Voltei. Foi a saudade que me trouxe pelo braço, como diz a letra do famoso frevo “Voltei Recife”, de Luiz Bandeira.
Deixa estar que sentir saudade é comum em tempos de festas de final de ano, época de felicidade e renovação de esperanças compulsórias. E para curar a melancolia, nada melhor do que a receita festiva do frevo, temperada a altas temperaturas, pra ferver mesmo, torrar o juízo!
O gênero musical centenário, amostra legítima da cultura popular brasileira, tem a propriedade de abordar a saudade, seja em verso, prosa, harmonia ou por meio de frenéticas evoluções musicais, sempre simpáticas ao improviso. Tudo extensivo a sua coreografia irreverente.
O recado é dado pelos mestres Nelson Ferreira e Aldemar Paiva, em “Frevo da Saudade”: “Quem tem saudade não está sozinho. Tem o carinho da recordação…”.
E assim o frevo faz. Coloca na sola do pé, de forma traquina, as mazelas do corpo e da mente. Irreverente, desafia o equilíbrio com seus passos que parecem tortos, herdados dos capoeiristas. Romântico, rege sonhos e amores impossíveis. Político, expressa resistência popular.
Nomes de clubes e dos passos dessa dança revelam essa relação de classe, principalmente com as dos trabalhadores. Sem o Vassourinhas, o Clube das Pás, Lenhadores, não existe carnaval em Pernambuco. E frevo que ferve é aquele dançado com os passos tesoura, parafuso, dobradiça.

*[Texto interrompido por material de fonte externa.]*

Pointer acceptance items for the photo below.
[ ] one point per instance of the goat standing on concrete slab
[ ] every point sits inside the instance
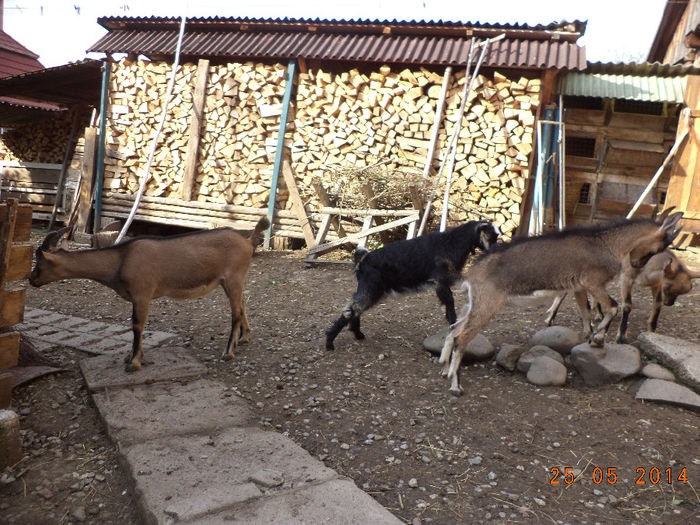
(410, 264)
(664, 274)
(144, 268)
(583, 260)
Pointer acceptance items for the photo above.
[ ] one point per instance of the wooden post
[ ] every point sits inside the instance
(200, 93)
(87, 177)
(280, 149)
(72, 139)
(439, 108)
(372, 200)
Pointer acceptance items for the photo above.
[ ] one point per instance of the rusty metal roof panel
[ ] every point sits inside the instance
(410, 49)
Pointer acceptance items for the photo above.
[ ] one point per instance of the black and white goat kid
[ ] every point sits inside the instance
(410, 265)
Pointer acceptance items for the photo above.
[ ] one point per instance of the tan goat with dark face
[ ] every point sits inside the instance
(144, 268)
(583, 260)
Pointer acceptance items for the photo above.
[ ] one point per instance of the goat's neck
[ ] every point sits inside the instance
(99, 265)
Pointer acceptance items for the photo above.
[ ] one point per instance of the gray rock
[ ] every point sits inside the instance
(508, 356)
(545, 371)
(533, 353)
(668, 392)
(655, 371)
(681, 357)
(600, 366)
(479, 349)
(558, 338)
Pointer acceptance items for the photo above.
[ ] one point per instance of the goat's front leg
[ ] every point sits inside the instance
(626, 287)
(584, 309)
(657, 295)
(552, 311)
(138, 322)
(444, 293)
(610, 308)
(484, 301)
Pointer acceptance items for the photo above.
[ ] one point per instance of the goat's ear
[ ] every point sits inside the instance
(667, 228)
(55, 240)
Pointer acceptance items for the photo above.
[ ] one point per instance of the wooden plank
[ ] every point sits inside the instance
(355, 237)
(7, 231)
(347, 212)
(9, 349)
(6, 384)
(87, 180)
(297, 203)
(11, 307)
(20, 262)
(200, 93)
(326, 201)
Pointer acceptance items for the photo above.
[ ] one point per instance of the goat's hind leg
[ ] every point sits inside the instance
(610, 308)
(138, 322)
(239, 321)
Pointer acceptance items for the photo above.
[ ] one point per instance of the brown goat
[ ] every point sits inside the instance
(144, 268)
(583, 260)
(664, 274)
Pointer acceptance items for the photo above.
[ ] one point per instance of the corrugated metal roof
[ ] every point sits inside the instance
(410, 49)
(569, 30)
(649, 88)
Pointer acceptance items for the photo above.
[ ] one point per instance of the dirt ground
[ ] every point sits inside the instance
(378, 411)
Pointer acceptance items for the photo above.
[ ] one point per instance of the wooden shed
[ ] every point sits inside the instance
(620, 122)
(677, 42)
(358, 96)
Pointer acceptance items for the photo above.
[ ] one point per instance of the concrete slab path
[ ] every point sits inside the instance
(192, 446)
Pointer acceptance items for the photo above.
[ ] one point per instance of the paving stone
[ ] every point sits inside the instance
(71, 323)
(104, 346)
(205, 464)
(161, 364)
(80, 341)
(145, 412)
(92, 326)
(336, 501)
(668, 392)
(31, 313)
(51, 318)
(680, 356)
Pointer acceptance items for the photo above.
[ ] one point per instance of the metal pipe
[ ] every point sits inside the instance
(280, 150)
(101, 145)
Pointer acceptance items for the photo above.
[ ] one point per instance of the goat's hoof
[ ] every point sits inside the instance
(133, 367)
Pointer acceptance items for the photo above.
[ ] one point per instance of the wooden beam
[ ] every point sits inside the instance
(297, 203)
(87, 180)
(355, 237)
(192, 155)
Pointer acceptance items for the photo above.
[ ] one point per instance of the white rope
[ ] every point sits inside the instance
(168, 95)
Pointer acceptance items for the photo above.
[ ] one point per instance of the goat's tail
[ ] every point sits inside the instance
(258, 233)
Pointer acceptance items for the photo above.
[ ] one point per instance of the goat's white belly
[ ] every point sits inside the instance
(536, 298)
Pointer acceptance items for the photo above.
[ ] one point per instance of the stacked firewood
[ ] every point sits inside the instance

O banzo, (palavra africana similar a saudade), certamente, tem seu ingrediente no caldeirão fervente de sonoridades populares do frevo. Algo que Tom Zé linka sem palavras nem sons convencionais em “Taka-tá - Revolta Banta” (confira o podouvir Bloco Anárquico dos Impopulares do Frevo - post acima).
Já para provar a tese do frevo ser fonte de resistência popular, reproduzo a fala da antropóloga Rita de Cássia Barbosa de Araújo, do Instituto de documentação da Fundação Joaquim Nabuco. Ela diz que “a origem do frevo está ligada às classes trabalhadoras urbanas e inclui, sobretudo, negros e mestiços que criam os Clubes Carnavalescos Pedestres e passam a ocupar o espaço urbano, antes dominado apenas pelos Clubes de Alegoria e Crítica, do qual participavam a elite intelectual e econômica de Pernambuco”.

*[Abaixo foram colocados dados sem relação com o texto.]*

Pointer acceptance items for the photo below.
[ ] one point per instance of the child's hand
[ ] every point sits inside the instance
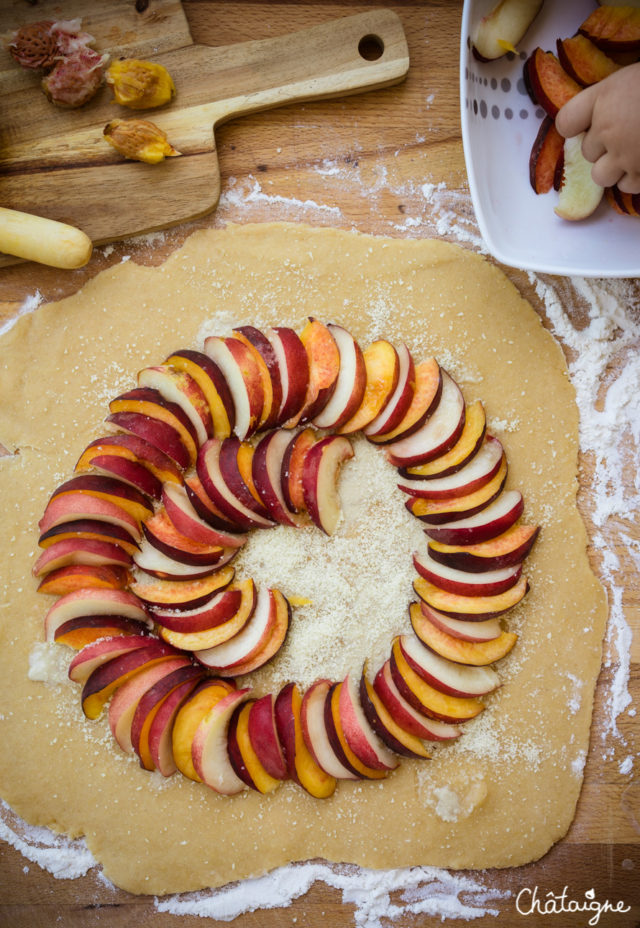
(609, 113)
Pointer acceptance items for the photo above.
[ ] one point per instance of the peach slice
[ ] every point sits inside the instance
(438, 434)
(209, 749)
(475, 474)
(94, 601)
(216, 634)
(242, 374)
(424, 697)
(475, 653)
(385, 726)
(405, 716)
(134, 449)
(394, 411)
(188, 717)
(382, 370)
(265, 357)
(314, 731)
(301, 766)
(83, 576)
(491, 521)
(319, 480)
(465, 448)
(579, 194)
(363, 740)
(324, 366)
(148, 402)
(503, 27)
(469, 607)
(243, 756)
(445, 675)
(179, 388)
(180, 594)
(263, 734)
(424, 400)
(463, 583)
(211, 381)
(506, 550)
(350, 385)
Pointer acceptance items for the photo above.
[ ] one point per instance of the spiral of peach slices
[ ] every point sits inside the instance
(249, 433)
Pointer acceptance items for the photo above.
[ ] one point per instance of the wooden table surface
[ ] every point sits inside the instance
(355, 163)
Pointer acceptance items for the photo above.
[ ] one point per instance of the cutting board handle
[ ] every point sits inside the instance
(361, 52)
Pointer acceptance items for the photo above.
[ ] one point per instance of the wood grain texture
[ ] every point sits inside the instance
(363, 160)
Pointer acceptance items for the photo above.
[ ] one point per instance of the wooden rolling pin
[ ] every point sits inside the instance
(43, 240)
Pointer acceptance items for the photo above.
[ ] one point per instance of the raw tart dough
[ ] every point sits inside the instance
(520, 763)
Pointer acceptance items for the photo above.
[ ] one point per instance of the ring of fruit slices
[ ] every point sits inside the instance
(247, 434)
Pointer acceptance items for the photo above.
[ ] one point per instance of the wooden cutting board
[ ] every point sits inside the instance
(56, 163)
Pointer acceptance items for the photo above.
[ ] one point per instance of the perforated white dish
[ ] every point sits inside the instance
(499, 125)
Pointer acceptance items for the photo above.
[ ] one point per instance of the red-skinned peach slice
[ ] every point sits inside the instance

E a ferveção continua quebrando os pés das convenções. Movimenta o frevo em direções nada ortodoxas, contradizendo detratores que defendem a falta de renovação do gênero. O problema é que estes o enxergam como expressão tradicional, “souvenir” do carnaval, dos “felizes carnavais de outrora”. Balela.
Para provar o contrário, Impop “funda” o Bloco Anárquico do Impopulares do Frevo, podcast que reúne músicas que evoluem a partir do andamentos alegro e conceitos do frevo. Para além do frevo de rua, frevo canção e frevo-de-bloco.